Fils Couturière fut rapidement rejoint par ses compères guillerets, Petit Poucet et Greta Thunberg. C’était le grand jour. Ils allaient retourner dans la forêt, dans la cabane de la casserole avec des pieds, pour lui annoncer qu’ils savaient qu’elle était en réalité Papa Couturière, que Fils Couturière était son fils, et qu’ils avaient tout organisé pour lever la malédiction afin que tout redevienne comme avant. Ce jour était le premier du reste de la vie de la famille Couturière !

Les crêpes au riz casimir avalées, les enfants se mirent en route. Maman Couturière leur fit plein de recommandations en verlan et se remit à sa machine à coudre pour finir sa tenue de « vilaine fifille qui n’a pas été sage et qu’il faudra punir sévèrement » en vue des retrouvailles avec son mari qu’elle n’avait pas revu depuis au moins 53’876 dodos.

Le chemin vers la forêt sentait bon le goudron fraîchement posé par la voirie. Le soleil semblait leur sourire derrière les gros orages de grêle qui s’abattaient sur le pays. Rien ne semblait vouloir gâcher cet instant d’innocence jovial.

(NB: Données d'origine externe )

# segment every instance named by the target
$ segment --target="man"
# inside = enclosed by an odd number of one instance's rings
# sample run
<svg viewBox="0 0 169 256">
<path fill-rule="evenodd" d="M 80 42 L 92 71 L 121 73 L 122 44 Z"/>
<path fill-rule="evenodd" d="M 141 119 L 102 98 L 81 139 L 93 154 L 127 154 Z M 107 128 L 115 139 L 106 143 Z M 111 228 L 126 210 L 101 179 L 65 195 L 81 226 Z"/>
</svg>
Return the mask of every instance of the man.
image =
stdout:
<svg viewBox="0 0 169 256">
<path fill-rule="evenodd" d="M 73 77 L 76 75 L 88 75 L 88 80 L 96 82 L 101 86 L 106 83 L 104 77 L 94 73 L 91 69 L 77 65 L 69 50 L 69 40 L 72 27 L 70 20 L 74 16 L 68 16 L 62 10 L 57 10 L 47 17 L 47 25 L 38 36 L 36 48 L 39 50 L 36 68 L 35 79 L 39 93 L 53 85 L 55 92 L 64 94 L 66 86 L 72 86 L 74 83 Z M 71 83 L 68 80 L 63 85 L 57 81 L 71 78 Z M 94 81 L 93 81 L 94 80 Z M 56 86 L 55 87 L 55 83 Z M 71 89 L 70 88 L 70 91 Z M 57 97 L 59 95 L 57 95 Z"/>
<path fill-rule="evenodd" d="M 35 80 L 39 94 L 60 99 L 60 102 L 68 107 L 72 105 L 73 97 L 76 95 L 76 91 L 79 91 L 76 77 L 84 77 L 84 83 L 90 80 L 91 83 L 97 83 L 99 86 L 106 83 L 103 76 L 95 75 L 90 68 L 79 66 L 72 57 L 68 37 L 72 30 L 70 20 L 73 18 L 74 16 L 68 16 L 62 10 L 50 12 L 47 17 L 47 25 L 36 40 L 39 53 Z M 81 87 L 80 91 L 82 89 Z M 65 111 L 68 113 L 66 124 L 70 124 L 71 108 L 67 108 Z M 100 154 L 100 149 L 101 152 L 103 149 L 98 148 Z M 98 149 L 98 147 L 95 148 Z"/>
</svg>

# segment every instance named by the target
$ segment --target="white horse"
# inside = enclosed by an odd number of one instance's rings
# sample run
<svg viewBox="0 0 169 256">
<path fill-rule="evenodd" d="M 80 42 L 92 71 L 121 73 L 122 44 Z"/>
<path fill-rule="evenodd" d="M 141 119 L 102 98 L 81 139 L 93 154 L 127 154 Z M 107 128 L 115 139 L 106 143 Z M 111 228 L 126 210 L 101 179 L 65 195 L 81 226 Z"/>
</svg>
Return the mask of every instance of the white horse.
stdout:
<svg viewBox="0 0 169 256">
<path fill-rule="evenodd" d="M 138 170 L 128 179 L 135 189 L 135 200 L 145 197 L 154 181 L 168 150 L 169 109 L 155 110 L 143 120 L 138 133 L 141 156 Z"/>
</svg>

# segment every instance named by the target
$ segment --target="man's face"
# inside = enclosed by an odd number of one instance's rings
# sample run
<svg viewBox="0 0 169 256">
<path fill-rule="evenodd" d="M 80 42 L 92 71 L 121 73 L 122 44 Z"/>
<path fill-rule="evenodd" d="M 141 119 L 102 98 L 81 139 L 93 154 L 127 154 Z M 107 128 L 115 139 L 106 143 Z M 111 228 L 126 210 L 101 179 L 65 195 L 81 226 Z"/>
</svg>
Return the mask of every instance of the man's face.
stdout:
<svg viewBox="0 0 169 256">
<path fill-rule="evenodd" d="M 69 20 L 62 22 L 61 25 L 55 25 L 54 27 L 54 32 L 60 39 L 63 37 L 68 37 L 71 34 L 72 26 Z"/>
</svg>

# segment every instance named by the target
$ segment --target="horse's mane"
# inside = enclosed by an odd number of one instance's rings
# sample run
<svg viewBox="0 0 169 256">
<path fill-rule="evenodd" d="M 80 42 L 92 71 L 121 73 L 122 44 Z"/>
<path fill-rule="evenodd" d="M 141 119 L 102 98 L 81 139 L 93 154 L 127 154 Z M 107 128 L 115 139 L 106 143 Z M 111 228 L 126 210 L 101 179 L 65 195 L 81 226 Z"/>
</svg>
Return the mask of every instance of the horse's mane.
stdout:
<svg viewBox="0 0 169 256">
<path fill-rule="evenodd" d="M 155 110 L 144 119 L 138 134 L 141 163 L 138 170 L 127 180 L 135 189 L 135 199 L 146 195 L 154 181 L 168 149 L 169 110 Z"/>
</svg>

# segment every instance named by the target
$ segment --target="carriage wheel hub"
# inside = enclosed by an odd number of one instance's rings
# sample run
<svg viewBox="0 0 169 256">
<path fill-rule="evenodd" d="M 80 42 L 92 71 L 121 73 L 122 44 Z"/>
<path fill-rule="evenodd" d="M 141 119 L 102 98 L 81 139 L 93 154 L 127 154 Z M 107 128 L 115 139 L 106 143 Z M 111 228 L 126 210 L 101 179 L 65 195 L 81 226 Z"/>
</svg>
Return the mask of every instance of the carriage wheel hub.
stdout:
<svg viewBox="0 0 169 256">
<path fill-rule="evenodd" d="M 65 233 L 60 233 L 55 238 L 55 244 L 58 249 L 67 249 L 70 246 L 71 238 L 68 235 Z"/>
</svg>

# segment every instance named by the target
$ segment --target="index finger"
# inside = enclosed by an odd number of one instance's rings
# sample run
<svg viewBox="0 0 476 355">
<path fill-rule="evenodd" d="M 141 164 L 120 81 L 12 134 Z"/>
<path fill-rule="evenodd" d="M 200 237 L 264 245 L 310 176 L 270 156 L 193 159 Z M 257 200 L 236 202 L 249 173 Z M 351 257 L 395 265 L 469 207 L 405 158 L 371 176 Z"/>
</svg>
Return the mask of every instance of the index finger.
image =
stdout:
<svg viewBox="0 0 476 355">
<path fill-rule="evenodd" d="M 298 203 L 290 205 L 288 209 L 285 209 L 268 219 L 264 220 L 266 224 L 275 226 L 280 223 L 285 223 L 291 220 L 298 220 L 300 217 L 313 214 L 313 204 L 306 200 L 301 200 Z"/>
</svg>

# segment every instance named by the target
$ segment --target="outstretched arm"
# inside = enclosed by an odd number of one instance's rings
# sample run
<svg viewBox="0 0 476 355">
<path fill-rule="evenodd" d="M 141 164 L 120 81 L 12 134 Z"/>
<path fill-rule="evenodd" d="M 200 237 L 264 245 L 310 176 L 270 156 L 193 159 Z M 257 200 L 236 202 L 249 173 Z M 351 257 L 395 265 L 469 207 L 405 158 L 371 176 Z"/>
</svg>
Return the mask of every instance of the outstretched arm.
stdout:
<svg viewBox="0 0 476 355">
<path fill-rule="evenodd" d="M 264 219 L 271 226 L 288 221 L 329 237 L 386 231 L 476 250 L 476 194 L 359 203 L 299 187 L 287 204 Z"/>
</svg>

Rien… à part le fieffé sorcier Arpion ! Un éclair déchira le ciel et un gigantesque rugissement interrompit net l’escapade du bonheur de nos trois voyageurs. Une vision d’horreur monumentale se dressa soudainement sur la route. Une masse de graisse titanesque qui ondulait à chaque pas comme des tsunamis de lipides. La gueule béante de la bête crachait des limaces et des chocolats fourrés aux choux-de-Bruxelles ; et dans ses griffes, des haches en guimauve rose filaient le diabète à tout ce qu’elles touchaient. C’était un véritable cauchemar de diététicien ! Un mélange de Cthulhu et Gargantua !

Sur sa tête flasque trônait, fier et satisfait, le diabolique sorcier Arpion. Un sourire vampirique sur le visage, il crut bon de faire les présentations : « Mes petits, quel plaisir de vous revoir. Ne me dites pas que vous alliez voir Papa Couturière, la casserole, pour la sauver ? Parce que moi j’avais prévu autre chose. Un petit jeu amusant avec mon petit bébé. Je vous présente le monstre sacré du cinéma, le terrible Gérardepardinosaurus-Rex ! Et il a faim. Il a toujours faim. »

Nos jeunes héros réussiront-ils à sauver leur peau et celle de Papa Couturière ? Maman Couturière finira-t-elle son costume à temps ? Quelqu’un voudrait reprendre une part de crêpe au riz casimir ? Vous le saurez dans la suite des Contes de la GRRIF.